Aara E. Edwards ’02-’04, who has been ringing the bells since her freshman year, said she thinks the Lowell ringers do a good job even without training from the expert monks.

“You practice in your dreams, just dream about bells,” she said.

Despite their informal introduction to bell-ringing, Edwards said the Lowell Klappermeisters still abide by some rules. Theme songs from “The Simpsons” and Harry Potter are forbidden, as are “Happy Birthday” and Klezmer music.

But Eck, Campos and Edwards each said they had no idea what the Danilov delegation would think of Lowell’s weekly musical routine.

Eck, a professor of comparative religion and Indian studies, said she is well aware that those who are Russian Orthodox consider the bells, which are covered with icons, sacred.

In Lowell House, most students sleeping in on Sundays simply consider the bells an alarm clock without a snooze button.

“People will wake up,” Edwards said. “They’re counting on us.”

The Lowell Klappermeisters rang the bells yesterday at 1 p.m., as they do every Sunday.

To make sure that Lowell residents woke up on time, Edwards opened the padlocked door and climbed the steep, rusting staircase above F entryway shortly before 1 p.m. yesterday.

When the clock on St. Paul’s Cathedral nearby rang on the hour, Edwards began tugging at the 800-pound clapper in the center of “Mother Earth,” the 13-ton bell hanging above its own platform in the tower.

On the first of three rings, Mother Earth immediately drowned out the St. Paul’s bells.
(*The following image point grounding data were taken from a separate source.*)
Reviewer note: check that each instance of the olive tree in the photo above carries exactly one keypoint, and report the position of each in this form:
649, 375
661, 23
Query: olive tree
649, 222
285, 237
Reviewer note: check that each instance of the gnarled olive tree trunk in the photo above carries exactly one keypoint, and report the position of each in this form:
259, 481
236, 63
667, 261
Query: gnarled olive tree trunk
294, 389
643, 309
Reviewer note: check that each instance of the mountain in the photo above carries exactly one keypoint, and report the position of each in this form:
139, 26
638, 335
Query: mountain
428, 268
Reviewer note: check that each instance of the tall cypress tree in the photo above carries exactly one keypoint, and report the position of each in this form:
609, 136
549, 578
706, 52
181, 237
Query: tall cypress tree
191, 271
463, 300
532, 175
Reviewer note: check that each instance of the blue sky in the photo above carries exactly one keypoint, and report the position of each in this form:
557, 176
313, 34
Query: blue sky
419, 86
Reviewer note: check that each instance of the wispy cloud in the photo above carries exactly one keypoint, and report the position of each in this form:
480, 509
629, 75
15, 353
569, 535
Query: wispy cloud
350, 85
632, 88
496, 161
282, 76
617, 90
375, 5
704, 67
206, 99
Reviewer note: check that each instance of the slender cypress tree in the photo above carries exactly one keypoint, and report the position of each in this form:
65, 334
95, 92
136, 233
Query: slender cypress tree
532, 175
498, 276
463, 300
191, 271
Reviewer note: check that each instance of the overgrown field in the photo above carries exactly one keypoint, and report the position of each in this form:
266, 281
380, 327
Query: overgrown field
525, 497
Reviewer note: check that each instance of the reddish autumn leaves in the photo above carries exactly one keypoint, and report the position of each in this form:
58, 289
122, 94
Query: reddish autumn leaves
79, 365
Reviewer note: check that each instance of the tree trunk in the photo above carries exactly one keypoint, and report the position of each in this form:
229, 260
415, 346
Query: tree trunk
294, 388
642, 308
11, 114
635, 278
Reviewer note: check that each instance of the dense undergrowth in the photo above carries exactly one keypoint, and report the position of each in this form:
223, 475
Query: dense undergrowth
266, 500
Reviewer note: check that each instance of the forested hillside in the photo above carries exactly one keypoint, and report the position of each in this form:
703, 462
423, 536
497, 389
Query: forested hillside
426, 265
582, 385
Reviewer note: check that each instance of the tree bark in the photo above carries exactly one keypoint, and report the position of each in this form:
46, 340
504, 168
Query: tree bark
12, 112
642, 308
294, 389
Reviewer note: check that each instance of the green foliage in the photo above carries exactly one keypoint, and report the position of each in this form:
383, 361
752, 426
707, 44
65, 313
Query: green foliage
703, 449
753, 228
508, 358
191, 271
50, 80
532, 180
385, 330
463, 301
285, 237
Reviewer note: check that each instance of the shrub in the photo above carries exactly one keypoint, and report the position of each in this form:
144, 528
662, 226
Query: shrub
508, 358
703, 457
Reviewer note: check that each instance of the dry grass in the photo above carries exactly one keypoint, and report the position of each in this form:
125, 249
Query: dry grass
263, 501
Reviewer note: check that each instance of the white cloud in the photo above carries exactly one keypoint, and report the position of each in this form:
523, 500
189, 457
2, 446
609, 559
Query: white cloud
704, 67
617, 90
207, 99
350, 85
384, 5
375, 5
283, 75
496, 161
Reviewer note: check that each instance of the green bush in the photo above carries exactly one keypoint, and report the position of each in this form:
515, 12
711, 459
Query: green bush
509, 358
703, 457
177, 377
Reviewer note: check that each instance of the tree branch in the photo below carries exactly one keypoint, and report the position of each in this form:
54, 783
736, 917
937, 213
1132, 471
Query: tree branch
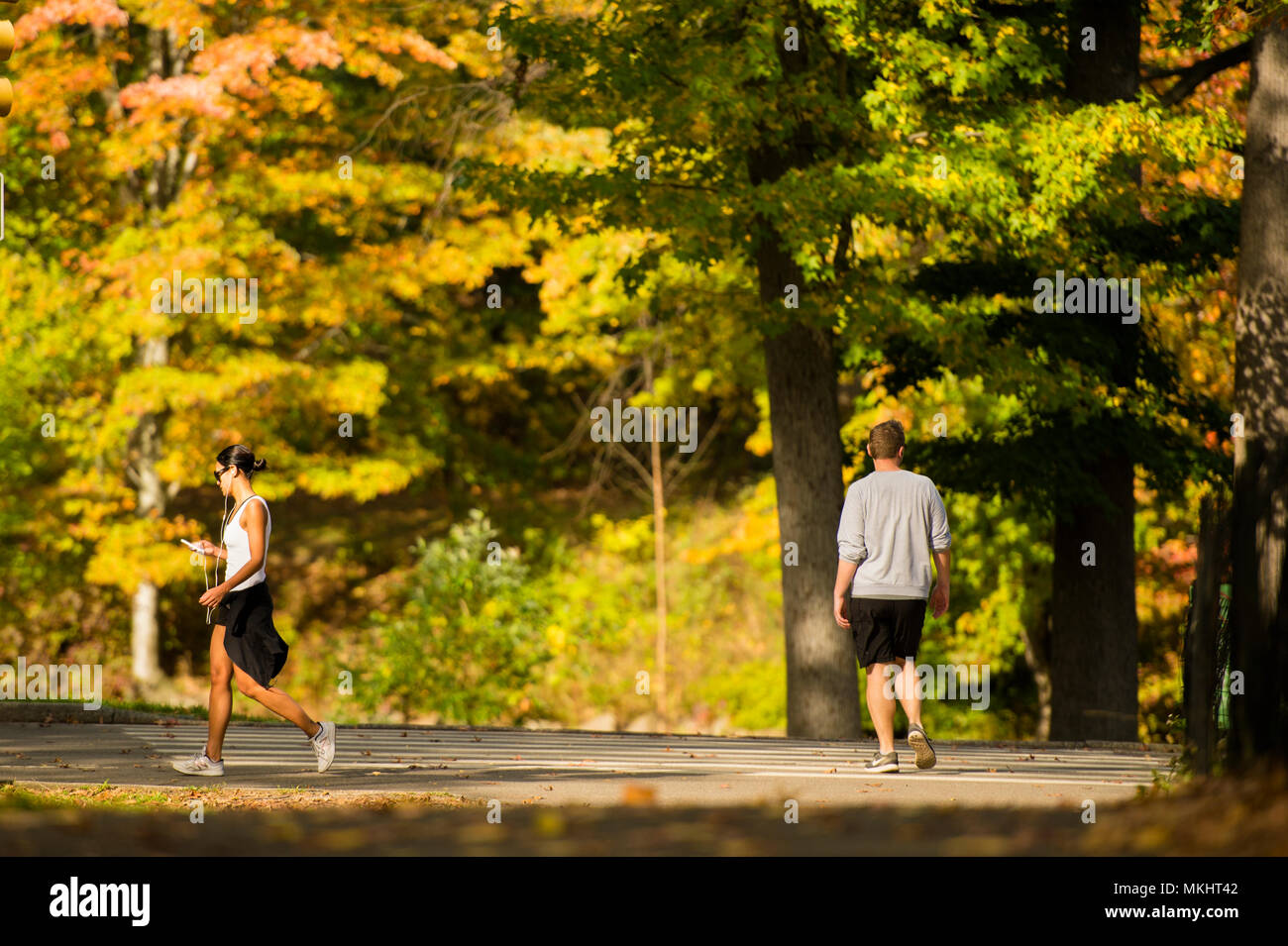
1193, 76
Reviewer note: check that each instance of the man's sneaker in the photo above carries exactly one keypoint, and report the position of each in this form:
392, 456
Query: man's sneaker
323, 744
198, 765
883, 764
919, 743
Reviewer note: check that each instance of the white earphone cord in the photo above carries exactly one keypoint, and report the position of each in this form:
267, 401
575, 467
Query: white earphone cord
206, 575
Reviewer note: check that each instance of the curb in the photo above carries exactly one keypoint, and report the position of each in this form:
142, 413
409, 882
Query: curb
35, 710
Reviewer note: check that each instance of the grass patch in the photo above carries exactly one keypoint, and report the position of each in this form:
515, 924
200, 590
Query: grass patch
106, 796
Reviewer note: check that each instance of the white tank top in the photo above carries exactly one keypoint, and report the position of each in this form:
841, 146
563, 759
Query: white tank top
239, 545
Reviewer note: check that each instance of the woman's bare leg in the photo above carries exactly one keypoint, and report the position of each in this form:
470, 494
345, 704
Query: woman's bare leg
220, 693
277, 700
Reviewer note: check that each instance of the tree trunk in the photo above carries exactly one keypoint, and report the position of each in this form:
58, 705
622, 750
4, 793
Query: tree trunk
800, 367
1094, 615
658, 549
1094, 687
1199, 683
1258, 614
145, 456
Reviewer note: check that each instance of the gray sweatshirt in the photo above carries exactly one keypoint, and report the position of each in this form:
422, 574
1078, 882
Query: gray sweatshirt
890, 521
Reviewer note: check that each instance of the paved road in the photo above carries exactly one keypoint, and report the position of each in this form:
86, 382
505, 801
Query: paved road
557, 768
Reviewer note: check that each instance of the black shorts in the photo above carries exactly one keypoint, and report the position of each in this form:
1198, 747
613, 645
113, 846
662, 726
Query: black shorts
885, 628
250, 639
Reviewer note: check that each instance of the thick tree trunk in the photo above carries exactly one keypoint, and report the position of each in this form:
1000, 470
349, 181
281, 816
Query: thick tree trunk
1094, 615
1258, 614
1094, 687
1201, 637
822, 676
800, 367
145, 456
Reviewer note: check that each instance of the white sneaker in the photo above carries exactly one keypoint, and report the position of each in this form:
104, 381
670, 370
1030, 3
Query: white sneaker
198, 765
323, 744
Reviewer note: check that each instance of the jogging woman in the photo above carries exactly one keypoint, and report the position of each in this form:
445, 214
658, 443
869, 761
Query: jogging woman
245, 644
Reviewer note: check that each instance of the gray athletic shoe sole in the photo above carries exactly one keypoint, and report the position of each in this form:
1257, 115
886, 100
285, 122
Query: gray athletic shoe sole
198, 765
921, 745
883, 764
325, 745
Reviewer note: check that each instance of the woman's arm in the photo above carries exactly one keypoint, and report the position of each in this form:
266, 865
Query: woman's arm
257, 519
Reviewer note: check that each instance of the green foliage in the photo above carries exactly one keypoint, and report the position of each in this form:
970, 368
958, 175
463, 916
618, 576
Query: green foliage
471, 637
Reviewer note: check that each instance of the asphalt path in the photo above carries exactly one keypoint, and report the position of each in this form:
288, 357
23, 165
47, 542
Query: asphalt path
578, 768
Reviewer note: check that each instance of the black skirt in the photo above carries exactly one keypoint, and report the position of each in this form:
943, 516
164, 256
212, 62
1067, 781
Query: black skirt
250, 637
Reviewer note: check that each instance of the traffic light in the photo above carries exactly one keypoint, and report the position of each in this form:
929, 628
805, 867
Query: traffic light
5, 50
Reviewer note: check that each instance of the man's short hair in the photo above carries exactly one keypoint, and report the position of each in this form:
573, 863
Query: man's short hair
885, 439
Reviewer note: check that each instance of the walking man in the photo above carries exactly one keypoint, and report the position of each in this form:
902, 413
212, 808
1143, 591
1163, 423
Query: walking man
892, 521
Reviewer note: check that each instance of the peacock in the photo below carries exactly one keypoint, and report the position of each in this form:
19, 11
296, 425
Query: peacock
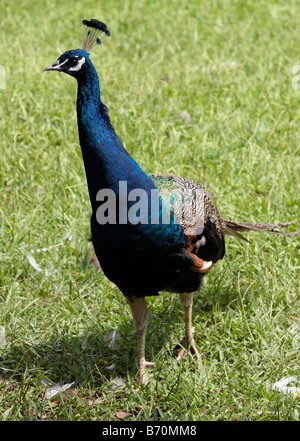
150, 232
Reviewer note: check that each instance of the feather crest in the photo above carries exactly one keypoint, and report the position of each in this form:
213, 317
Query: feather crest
92, 29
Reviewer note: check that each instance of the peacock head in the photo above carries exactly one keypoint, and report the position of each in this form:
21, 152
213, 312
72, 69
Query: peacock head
76, 62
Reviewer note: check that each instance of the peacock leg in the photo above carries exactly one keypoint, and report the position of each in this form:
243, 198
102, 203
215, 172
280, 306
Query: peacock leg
140, 320
187, 342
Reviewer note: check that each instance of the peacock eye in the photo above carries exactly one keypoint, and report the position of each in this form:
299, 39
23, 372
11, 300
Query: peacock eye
73, 62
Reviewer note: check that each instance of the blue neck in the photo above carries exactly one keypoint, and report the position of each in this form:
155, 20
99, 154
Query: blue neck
106, 160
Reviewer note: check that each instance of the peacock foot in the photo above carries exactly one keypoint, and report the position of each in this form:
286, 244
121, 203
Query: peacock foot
142, 377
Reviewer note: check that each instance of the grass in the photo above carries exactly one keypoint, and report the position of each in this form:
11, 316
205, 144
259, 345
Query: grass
228, 64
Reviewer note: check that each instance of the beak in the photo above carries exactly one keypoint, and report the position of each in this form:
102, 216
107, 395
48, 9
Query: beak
53, 66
A few students who had come to the ringing without earplugs covered their ears.

Edwards seemed to swing back and forth with the clapper, using her weight to slow its motion and time the interval between the three rings.

The three Klappermeisters and two guests took turns ringing the other smaller bells, which are connected by wires to a lectern next to Mother Earth.

Each spent a few minutes improvising a tune until the minute hand of the St. Paul’s clock reached the quarter hour.

Mother Earth bellowed three more times and the symphony was over.

Despite the absence of the Russian visitors, Edwards said she was particularly aware of the bells’ origins yesterday.

“It feels very Siberian,” she said, looking out on Cambridge from the tower as the moist wind blew between the bells.